Le 15 avril 2021, par message vidéo, le pape François s’est adressé aux participants de la
conférence internationale « Une politique enracinée dans le peuple » (a Politics rooted in the
people) qui se tenait à Londres autour du livre Un temps pour changer (2020). Un ouvrage du pape François rédigé dans le contexte de la crise sanitaire. Cet événement était organisé par le
« Centre pour la théologie et la communauté » de la capitale britannique et réunissait les représentants de mouvements populaires et les organisations qui les soutiennent dans leur
mission : accompagner le peuple dans sa lutte pour « la terre, le toit et le travail », les trois « T » formulés par le pape François. « L’un des objectifs de votre réunion est de montrer que la vraie réponse au sommet du populisme n’est pas du tout l’individualisme, mais le contraire : une politique de fraternité, enracinée dans la vie du peuple », a-t-il notamment souligné dans son message. Un « populisme inclusif » en quelque sorte – selon le père Angus Ritchie (directeur exécutif du Centre pour la théologie et la communauté) -, auquel le pape François lui
préfère le mot de « popularisme ». Cependant, ce qui importe, « ce n’est pas le nom mais la vision », a-t-il poursuivi : « il s’agit de trouver des mécanismes pour garantir à toutes les personnes une vie digne d’être qualifiée d’humaine… » Une politique que le pape François nomme « la politique avec un P majuscule », « la politique en Interne tant que service, qui ouvre de nouvelles voies pour que le peuple s’organise et s’exprime ». « C’est une politique non seulement pour le peuple, mais avec le peuple, enracinée dans ses communautés et dans ses valeurs », a-t-il insisté. « Lorsque le peuple est mis de côté, il est privé non seulement du bien être matériel, mais aussi de la dignité d’agir, d’être le protagoniste de son histoire, de son destin… » a encore affirmé le pape François dans son message. « C’est pourquoi, pour l’Église, a-t-il relevé, il est impossible de séparer la promotion de la justice sociale de la reconnaissance des valeurs et de la culture du peuple, en incluant les valeurs spirituelles qui sont à la source du sens de sa dignité. » Et, le pape François de rappeler le souhait qu’il a émis dans son livre Un temps pour changer : « que tous les diocèses du monde aient une collaboration soutenue avec les mouvements populaires ».
Notre ambition est de permettre dans le contexte et la perspective de l’élection présidentielle de 2027, d’aider les Français à discerner ce qu’ils attendent précisément en termes de changements et d’accompagner les futurs candidats à l’élection présidentielle à bien les appréhender.
L’un des objectifs de l’IEP en 2024, est de contribuer à contenir l’essor du populisme car ce phénomène dévoie les notions fondamentales de « démocratie » et de « peuple ». Convaincu que l’individualisme favorisé par une économie globale, n’est pas une solution mais contribue au contraire à favoriser la radicalité populiste, l’IEP entend proposer une alternative : le popularisme.

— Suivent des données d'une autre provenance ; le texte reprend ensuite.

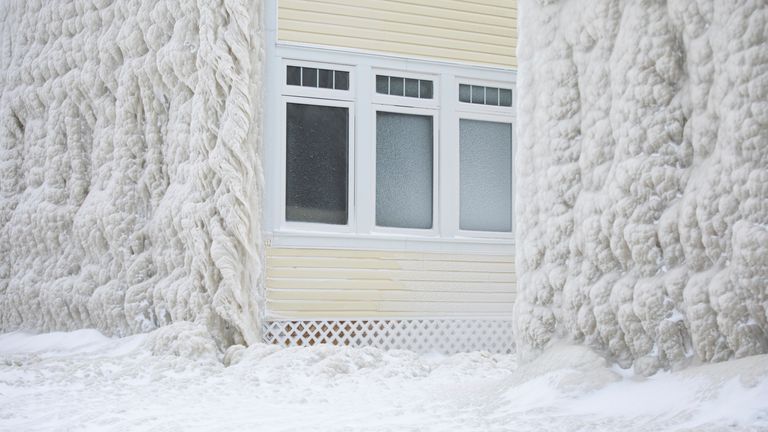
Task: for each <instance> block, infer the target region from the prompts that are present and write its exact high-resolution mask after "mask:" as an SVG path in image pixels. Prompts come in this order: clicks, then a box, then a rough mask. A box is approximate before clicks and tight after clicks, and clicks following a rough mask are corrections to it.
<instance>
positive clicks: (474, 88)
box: [472, 86, 485, 103]
mask: <svg viewBox="0 0 768 432" xmlns="http://www.w3.org/2000/svg"><path fill="white" fill-rule="evenodd" d="M472 103H485V87H482V86H472Z"/></svg>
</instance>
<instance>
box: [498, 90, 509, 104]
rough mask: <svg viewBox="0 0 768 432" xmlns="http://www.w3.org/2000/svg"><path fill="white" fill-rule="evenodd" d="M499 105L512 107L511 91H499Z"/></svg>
mask: <svg viewBox="0 0 768 432" xmlns="http://www.w3.org/2000/svg"><path fill="white" fill-rule="evenodd" d="M499 105H501V106H512V90H510V89H501V90H500V91H499Z"/></svg>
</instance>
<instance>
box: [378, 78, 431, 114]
mask: <svg viewBox="0 0 768 432" xmlns="http://www.w3.org/2000/svg"><path fill="white" fill-rule="evenodd" d="M371 72H372V74H371V82H372V83H373V89H372V91H373V95H372V98H371V100H372V102H373V103H374V104H379V105H395V106H404V107H417V108H433V109H437V108H439V107H440V92H439V89H440V76H439V75H431V74H426V73H415V72H409V71H403V70H392V69H380V68H374V69H372V71H371ZM376 75H387V76H394V77H400V78H411V79H417V80H426V81H432V99H422V98H415V97H410V96H397V95H385V94H381V93H379V92H377V91H376Z"/></svg>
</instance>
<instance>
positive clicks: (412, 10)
mask: <svg viewBox="0 0 768 432" xmlns="http://www.w3.org/2000/svg"><path fill="white" fill-rule="evenodd" d="M278 5H279V9H278V40H280V41H288V42H299V43H307V44H315V45H326V46H327V45H330V46H337V47H340V48H352V49H362V50H368V51H380V52H387V53H393V54H398V55H405V56H415V57H426V58H435V59H442V60H455V61H461V62H469V63H479V64H491V65H500V66H506V67H514V66H515V65H516V59H515V50H516V45H517V30H516V26H517V24H516V21H517V10H516V9H517V6H516V3H515V2H509V3H506V4H501V3H498V2H496V1H489V2H483V1H480V0H477V1H474V2H465V1H463V0H279V2H278Z"/></svg>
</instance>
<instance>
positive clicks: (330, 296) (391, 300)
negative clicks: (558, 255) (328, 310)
mask: <svg viewBox="0 0 768 432" xmlns="http://www.w3.org/2000/svg"><path fill="white" fill-rule="evenodd" d="M267 299H269V300H307V301H315V300H319V301H412V302H413V301H415V302H454V303H456V302H475V303H483V302H485V303H494V302H500V303H512V302H514V301H515V294H514V293H510V292H496V293H493V292H491V293H488V292H434V291H421V292H419V291H401V290H382V291H377V290H343V289H342V290H323V291H320V290H299V289H291V290H280V289H269V290H267Z"/></svg>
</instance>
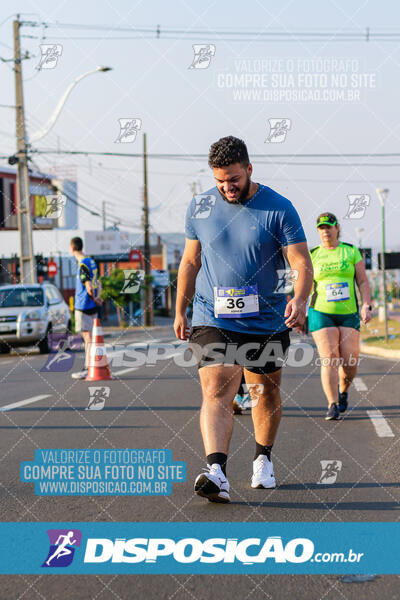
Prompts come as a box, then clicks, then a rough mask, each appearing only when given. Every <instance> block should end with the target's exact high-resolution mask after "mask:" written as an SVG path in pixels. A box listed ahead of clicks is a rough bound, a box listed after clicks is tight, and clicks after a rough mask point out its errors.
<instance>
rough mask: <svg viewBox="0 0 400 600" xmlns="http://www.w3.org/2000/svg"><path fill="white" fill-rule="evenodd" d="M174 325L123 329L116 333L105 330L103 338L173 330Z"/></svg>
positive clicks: (118, 331)
mask: <svg viewBox="0 0 400 600" xmlns="http://www.w3.org/2000/svg"><path fill="white" fill-rule="evenodd" d="M171 327H172V325H154V326H153V327H140V326H139V327H123V328H121V329H115V330H114V331H108V332H107V331H105V328H104V327H102V329H103V337H105V338H106V337H116V336H119V335H121V334H123V333H138V332H146V331H154V330H155V329H171Z"/></svg>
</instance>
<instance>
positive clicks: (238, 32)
mask: <svg viewBox="0 0 400 600" xmlns="http://www.w3.org/2000/svg"><path fill="white" fill-rule="evenodd" d="M23 25H25V26H26V27H43V29H44V30H49V29H58V30H62V29H65V30H66V29H71V30H75V31H111V32H113V33H114V32H120V33H130V34H136V35H137V38H136V39H140V38H141V37H143V36H150V37H154V38H156V39H161V38H162V39H191V40H193V36H201V37H202V39H203V40H204V39H207V40H210V39H213V38H217V39H221V40H222V39H229V40H230V41H247V40H246V39H245V38H246V36H247V37H248V36H251V37H250V39H251V41H257V40H261V41H265V40H268V41H290V40H298V41H317V42H320V41H336V40H337V41H367V42H368V41H372V40H379V41H398V40H400V32H399V31H397V30H379V29H376V30H372V29H371V28H370V27H364V28H359V29H352V30H347V31H343V30H342V31H336V30H333V29H332V30H329V29H327V30H321V29H320V28H318V29H316V30H313V29H310V28H308V29H306V30H301V29H297V30H293V31H287V30H272V29H270V30H268V31H265V29H254V28H248V29H246V28H242V29H231V28H218V29H214V30H213V29H209V28H187V27H162V26H161V25H153V26H142V27H112V26H110V25H109V24H108V25H103V24H96V25H89V24H81V23H79V24H78V23H59V22H55V23H52V22H46V21H42V22H35V21H24V22H23ZM186 36H187V37H186ZM57 39H60V38H57ZM70 39H71V38H70ZM76 39H94V38H93V36H90V37H89V36H88V37H86V38H85V37H83V36H81V37H80V38H76ZM101 39H103V40H104V39H108V40H109V39H111V40H112V39H121V37H117V36H111V37H108V38H104V37H103V38H101ZM128 39H132V38H128Z"/></svg>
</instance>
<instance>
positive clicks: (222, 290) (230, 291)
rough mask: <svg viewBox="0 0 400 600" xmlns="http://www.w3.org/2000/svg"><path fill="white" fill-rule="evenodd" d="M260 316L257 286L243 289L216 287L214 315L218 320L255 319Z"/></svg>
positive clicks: (228, 287)
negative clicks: (221, 318) (219, 319)
mask: <svg viewBox="0 0 400 600" xmlns="http://www.w3.org/2000/svg"><path fill="white" fill-rule="evenodd" d="M258 314H259V308H258V290H257V286H256V285H245V286H243V287H241V288H235V287H230V288H229V287H214V315H215V317H216V318H221V317H222V318H228V319H229V318H231V319H234V318H236V319H237V318H238V317H240V318H242V317H255V316H256V315H258Z"/></svg>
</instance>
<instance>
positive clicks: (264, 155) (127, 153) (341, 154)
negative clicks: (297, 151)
mask: <svg viewBox="0 0 400 600" xmlns="http://www.w3.org/2000/svg"><path fill="white" fill-rule="evenodd" d="M33 152H36V153H39V154H83V155H100V156H127V157H132V158H141V157H142V155H141V154H140V153H129V152H92V151H90V150H89V151H86V150H33ZM148 156H149V157H150V158H172V159H174V158H177V159H183V158H186V159H191V160H195V159H196V160H197V159H204V158H207V159H208V154H179V153H177V154H174V153H168V154H167V153H161V152H160V153H149V154H148ZM269 156H271V157H273V158H275V157H276V158H296V157H300V158H370V157H371V158H399V157H400V152H357V153H341V152H336V153H331V154H325V153H314V154H308V153H301V154H274V153H268V154H252V157H254V158H268V157H269Z"/></svg>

En effet, les sociétés démocratiques ont plus que jamais besoin d’être fondées sur une politique de fraternité, enracinée dans la vie d’un peuple.

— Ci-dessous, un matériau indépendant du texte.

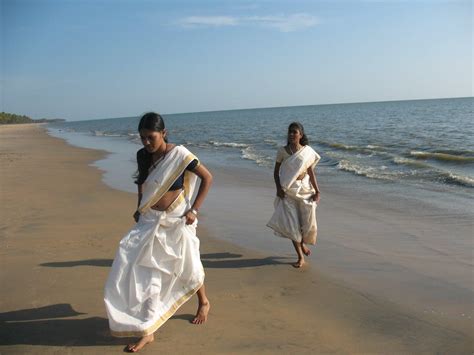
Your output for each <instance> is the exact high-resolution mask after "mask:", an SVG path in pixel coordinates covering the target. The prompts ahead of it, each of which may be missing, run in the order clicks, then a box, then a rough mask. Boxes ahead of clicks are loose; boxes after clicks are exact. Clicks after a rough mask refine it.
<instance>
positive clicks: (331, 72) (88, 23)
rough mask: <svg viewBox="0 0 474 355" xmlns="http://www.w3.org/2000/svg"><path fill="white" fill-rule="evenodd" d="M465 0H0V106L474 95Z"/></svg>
mask: <svg viewBox="0 0 474 355" xmlns="http://www.w3.org/2000/svg"><path fill="white" fill-rule="evenodd" d="M472 4H473V3H472V1H471V0H459V1H455V0H430V1H429V0H411V1H410V0H391V1H389V0H386V1H384V0H346V1H343V0H332V1H330V0H325V1H322V0H321V1H318V0H313V1H300V0H287V1H282V0H281V1H271V0H261V1H250V0H249V1H238V0H232V1H226V0H220V1H206V0H202V1H198V0H196V1H190V0H188V1H180V0H175V1H158V0H153V1H152V0H0V20H1V21H0V39H1V43H0V46H1V47H0V50H1V53H0V54H1V55H0V73H1V89H0V90H1V91H0V95H1V102H0V105H1V107H0V111H5V112H10V113H16V114H24V115H28V116H30V117H32V118H64V119H67V120H85V119H99V118H112V117H127V116H138V115H140V114H141V113H143V112H146V111H150V110H154V111H157V112H160V113H163V114H170V113H185V112H200V111H214V110H231V109H243V108H257V107H278V106H298V105H317V104H330V103H346V102H371V101H388V100H411V99H426V98H444V97H466V96H473V70H472V66H473V54H472V48H473V5H472Z"/></svg>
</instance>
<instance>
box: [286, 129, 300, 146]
mask: <svg viewBox="0 0 474 355" xmlns="http://www.w3.org/2000/svg"><path fill="white" fill-rule="evenodd" d="M301 138H303V135H302V134H301V131H300V130H299V129H298V128H296V127H291V128H290V129H289V130H288V142H290V144H298V143H299V142H300V139H301Z"/></svg>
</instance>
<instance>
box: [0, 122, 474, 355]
mask: <svg viewBox="0 0 474 355" xmlns="http://www.w3.org/2000/svg"><path fill="white" fill-rule="evenodd" d="M16 128H17V127H14V128H12V129H11V130H10V129H7V130H5V129H3V127H0V135H1V138H2V139H1V146H2V156H1V159H2V166H5V167H6V168H5V169H2V170H3V171H2V186H3V187H2V202H3V203H2V206H3V207H1V214H0V215H1V217H0V218H1V221H2V223H1V224H2V232H3V236H2V239H1V243H2V246H3V247H2V251H1V254H2V255H1V262H0V263H1V264H2V265H1V268H0V269H1V270H2V271H1V273H0V275H1V282H2V284H4V285H9V287H8V288H3V289H2V298H1V301H0V302H1V303H0V305H1V311H0V312H1V314H0V317H1V318H0V320H1V322H2V323H3V324H2V327H0V328H1V330H0V333H1V336H0V339H1V340H0V351H2V350H5V351H6V352H12V353H15V352H17V353H24V352H54V351H61V349H62V350H63V351H68V352H71V353H81V352H82V351H84V347H87V349H88V351H93V352H100V353H104V352H105V353H116V352H118V351H121V350H122V348H123V345H124V343H123V341H121V340H115V339H112V338H110V337H109V336H108V335H107V322H106V319H105V309H104V306H103V304H102V289H103V284H104V282H105V278H106V276H107V272H108V267H109V266H110V264H111V260H112V258H113V255H114V253H115V250H116V248H117V244H118V241H119V240H120V238H121V237H122V236H123V235H124V234H125V232H126V230H127V229H128V228H129V227H131V225H132V219H131V214H132V212H133V208H134V207H135V204H136V200H135V198H136V197H135V195H134V194H130V193H125V192H120V191H117V190H113V189H111V188H109V187H108V186H106V185H105V184H104V183H102V181H101V180H102V173H101V171H99V170H98V169H96V168H94V167H92V166H91V164H92V163H93V162H94V161H96V160H97V159H100V158H101V157H103V156H104V154H105V153H103V152H98V151H95V150H90V149H84V148H76V147H72V146H69V145H68V144H67V143H66V142H64V141H62V140H60V139H58V138H53V137H50V136H48V135H47V134H46V132H45V131H44V130H42V129H41V128H37V129H35V128H33V129H31V128H27V129H25V130H21V129H16ZM19 138H21V139H19ZM25 141H27V142H29V144H28V145H25V144H24V142H25ZM30 143H31V144H30ZM31 146H35V147H36V149H34V150H31ZM63 182H67V183H63ZM25 204H26V205H27V208H25ZM208 204H209V203H208V202H207V201H206V209H207V206H208ZM223 212H224V211H223ZM210 217H211V211H210V210H209V212H208V213H207V216H205V218H203V221H202V226H199V229H198V236H199V237H200V239H201V253H202V260H203V264H204V267H205V270H206V286H207V289H208V293H209V296H210V299H211V303H212V305H213V306H212V307H213V308H212V309H211V313H210V320H209V322H208V323H207V324H206V325H205V326H202V327H198V326H193V325H190V324H189V323H188V320H189V319H190V317H192V314H193V313H194V311H195V307H196V299H195V298H194V299H192V300H191V301H190V302H188V303H187V304H185V305H184V306H183V307H182V308H180V310H178V312H177V313H176V314H175V316H174V317H173V318H172V319H170V321H168V322H167V323H166V324H165V325H164V326H163V327H162V328H160V329H159V330H158V332H157V334H156V341H155V343H154V344H152V345H150V346H148V347H147V348H146V349H145V351H144V353H147V352H150V353H151V352H152V351H162V352H172V351H173V352H177V353H180V352H197V353H224V352H225V353H249V354H250V353H259V354H262V353H263V354H264V353H288V352H293V353H295V352H297V353H308V354H309V353H323V352H336V353H348V352H349V353H354V352H378V353H395V352H430V353H431V352H433V353H436V352H445V353H448V352H451V353H452V352H456V353H471V352H472V349H473V348H472V340H473V336H472V329H471V330H469V329H465V333H463V332H460V331H459V330H454V329H452V328H451V327H450V326H449V324H442V323H440V322H439V321H440V320H439V318H437V317H432V316H431V315H423V314H420V312H418V313H415V312H412V311H409V310H407V309H404V308H402V307H400V306H397V305H395V304H393V303H391V302H388V301H385V300H383V299H379V298H374V297H373V296H370V295H368V294H366V293H361V292H359V291H356V290H354V289H352V288H351V287H350V286H347V285H346V284H344V283H341V282H340V281H335V280H334V279H332V278H328V277H326V276H325V274H324V272H320V271H319V270H317V269H316V270H312V269H309V268H307V269H305V270H294V269H292V268H291V267H290V266H289V265H288V263H289V262H291V261H292V260H293V258H291V259H290V260H288V258H285V257H284V256H279V255H276V256H275V255H273V254H270V255H263V254H262V253H258V252H256V251H253V250H249V249H246V248H243V247H238V246H235V245H233V244H230V243H228V242H226V241H224V240H220V239H214V238H211V236H212V231H211V228H210V225H209V224H210ZM206 218H208V219H209V221H208V220H206ZM310 263H312V264H313V265H316V264H317V259H315V258H313V259H310ZM7 270H8V272H7ZM78 280H80V282H79V281H78ZM282 280H285V281H284V282H282ZM25 291H26V292H25ZM301 324H304V325H305V327H304V329H302V328H301ZM184 334H185V336H184ZM203 339H205V343H204V340H203ZM289 339H291V340H289ZM66 349H67V350H66ZM387 349H389V351H387Z"/></svg>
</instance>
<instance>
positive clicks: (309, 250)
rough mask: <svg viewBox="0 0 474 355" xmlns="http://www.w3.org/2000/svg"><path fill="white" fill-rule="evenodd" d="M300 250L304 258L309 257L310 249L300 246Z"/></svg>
mask: <svg viewBox="0 0 474 355" xmlns="http://www.w3.org/2000/svg"><path fill="white" fill-rule="evenodd" d="M301 249H302V250H303V254H304V255H306V256H310V255H311V249H309V248H308V247H307V246H306V245H304V244H302V245H301Z"/></svg>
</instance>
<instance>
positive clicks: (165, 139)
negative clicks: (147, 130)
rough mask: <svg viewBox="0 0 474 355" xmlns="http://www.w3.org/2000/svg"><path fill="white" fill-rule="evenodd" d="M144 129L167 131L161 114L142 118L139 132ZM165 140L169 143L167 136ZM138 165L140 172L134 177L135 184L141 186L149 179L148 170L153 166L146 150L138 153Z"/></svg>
mask: <svg viewBox="0 0 474 355" xmlns="http://www.w3.org/2000/svg"><path fill="white" fill-rule="evenodd" d="M142 129H148V130H150V131H155V132H163V131H164V130H165V121H164V120H163V117H161V115H160V114H159V113H156V112H147V113H145V114H144V115H143V116H142V117H141V118H140V123H138V132H140V131H141V130H142ZM164 140H165V142H166V143H168V138H167V137H166V136H165V137H164ZM137 163H138V171H137V172H136V173H135V175H134V176H133V177H134V178H135V184H137V185H141V184H143V183H144V182H145V180H146V178H147V177H148V170H149V169H150V166H151V164H152V154H151V153H148V152H147V150H146V149H145V148H142V149H140V150H139V151H138V152H137Z"/></svg>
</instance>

Le popularisme est une doctrine politique conçue historiquement en Italie par Don Luigi STURZO qui a été l’origine du Parti populaire italien, qui constituera plus tard la démocratie chrétienne. C’est une école de pensée politique inspirée par l’enseignement social-chrétien. Le parti populaire démocrate français formé en 1924 s’était justement inspiré à sa création du popularisme de STURZO. Le popularisme vise deux principaux objectifs : D’abord l’idée que l’action travaille à une politique qui recherche le bien de tous les membres de la société (la recherche du bien commun) par opposition aux partis qui promeuvent le bien d’un groupe spécifique porté par une idéologie. Le second recherche l’unité où les personnes et les groupes, respectés dans leur dignité propre et leur conscience, soient solidaires les uns des autres (la recherche d’une société subsidiaire). Cependant, ce qui importe dans le popularisme ce n’est pas le nom du concept mais la vision, il s’agit de trouver des mécanismes pour garantir à toutes les personnes une vie digne d’être qualifiée d’humaine. Une politique avec un P majuscule au contraire d’une tentation politicienne qui serait portée par l’ambition d’un individu, d’un parti et le projet d’une idéologie.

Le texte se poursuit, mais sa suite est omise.